Crash detection

How are people detecting if a test agent is up and still running?

I’ve thought about having a script that will queue up a test periodically and then raise an alert if the test isn’t completed within a specified period. But this strikes me as an impractical way of doing this as there could be many tests that are currently in the queue.

I ask because in the last few days I’ve had the webpagetest driver and url blaster crash for unknown reasons and I’d like some sort of alert when this happens.

You can take a look at the url:
http://www.webpagetest.org/getTesters.php

This shows when a agent is has visited the ‘mother’.

Rob

Yeah, what he said :slight_smile:

There is also a checktesters.php script in the work directory that you can call from cron that will send an email for any locations that haven’t connected to the server in the last hour (all agents for that location have died).

It may also be worthwhile to grab the latest agent binaries.
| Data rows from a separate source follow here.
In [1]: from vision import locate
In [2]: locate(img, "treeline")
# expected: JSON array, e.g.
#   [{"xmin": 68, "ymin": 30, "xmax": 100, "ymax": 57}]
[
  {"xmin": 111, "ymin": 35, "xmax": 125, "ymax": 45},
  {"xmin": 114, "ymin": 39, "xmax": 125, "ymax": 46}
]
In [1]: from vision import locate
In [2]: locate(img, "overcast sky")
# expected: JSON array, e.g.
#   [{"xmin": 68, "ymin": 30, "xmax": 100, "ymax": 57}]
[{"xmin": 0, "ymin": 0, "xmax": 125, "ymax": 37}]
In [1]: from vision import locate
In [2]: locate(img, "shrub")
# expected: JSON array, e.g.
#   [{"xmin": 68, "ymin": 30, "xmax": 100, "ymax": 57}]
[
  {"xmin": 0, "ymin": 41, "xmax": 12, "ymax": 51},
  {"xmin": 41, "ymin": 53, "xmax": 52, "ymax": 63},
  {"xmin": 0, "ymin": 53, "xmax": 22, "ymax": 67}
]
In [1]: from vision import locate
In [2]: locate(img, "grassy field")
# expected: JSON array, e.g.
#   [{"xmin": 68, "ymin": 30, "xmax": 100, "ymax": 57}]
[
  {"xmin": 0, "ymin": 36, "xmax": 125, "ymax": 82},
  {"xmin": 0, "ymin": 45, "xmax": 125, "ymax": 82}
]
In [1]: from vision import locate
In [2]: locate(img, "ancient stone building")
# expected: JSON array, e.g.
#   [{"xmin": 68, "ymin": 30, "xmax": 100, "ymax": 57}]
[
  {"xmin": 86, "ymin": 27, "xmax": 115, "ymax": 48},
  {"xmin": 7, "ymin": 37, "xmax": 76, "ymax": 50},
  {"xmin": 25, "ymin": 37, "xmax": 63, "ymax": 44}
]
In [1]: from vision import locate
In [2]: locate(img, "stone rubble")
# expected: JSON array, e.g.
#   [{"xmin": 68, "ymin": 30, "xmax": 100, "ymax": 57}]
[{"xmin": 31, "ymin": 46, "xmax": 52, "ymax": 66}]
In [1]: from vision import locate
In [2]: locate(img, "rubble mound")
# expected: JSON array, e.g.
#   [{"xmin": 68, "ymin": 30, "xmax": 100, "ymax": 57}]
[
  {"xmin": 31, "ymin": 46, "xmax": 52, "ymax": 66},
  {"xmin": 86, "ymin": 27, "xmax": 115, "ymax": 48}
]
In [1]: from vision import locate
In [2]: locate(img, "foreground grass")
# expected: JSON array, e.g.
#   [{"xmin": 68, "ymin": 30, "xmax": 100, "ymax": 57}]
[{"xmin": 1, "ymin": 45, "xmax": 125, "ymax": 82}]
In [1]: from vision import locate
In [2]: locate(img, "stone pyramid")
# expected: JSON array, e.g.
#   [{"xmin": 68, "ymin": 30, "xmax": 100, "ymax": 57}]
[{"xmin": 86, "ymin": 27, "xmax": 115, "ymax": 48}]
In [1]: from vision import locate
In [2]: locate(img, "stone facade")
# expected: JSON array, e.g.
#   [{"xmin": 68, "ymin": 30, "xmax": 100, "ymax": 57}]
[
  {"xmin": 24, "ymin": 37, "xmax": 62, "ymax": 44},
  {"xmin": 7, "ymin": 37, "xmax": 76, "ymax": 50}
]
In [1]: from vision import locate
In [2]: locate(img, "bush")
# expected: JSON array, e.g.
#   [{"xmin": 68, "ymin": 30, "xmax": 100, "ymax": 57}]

There have been a couple of crash fixes (usually in the optimization checks) but I also added a watchdog process that automatically restarts the agents if they stopped running but didn’t exit on purpose.

The binaries are available here:
http://www.webpagetest.org/work/update/update.zip
http://www.webpagetest.org/work/update/wptupdate.zip

If you extract the ini file from each and then drop all 4 files into your work/update directory the agents will update themselves.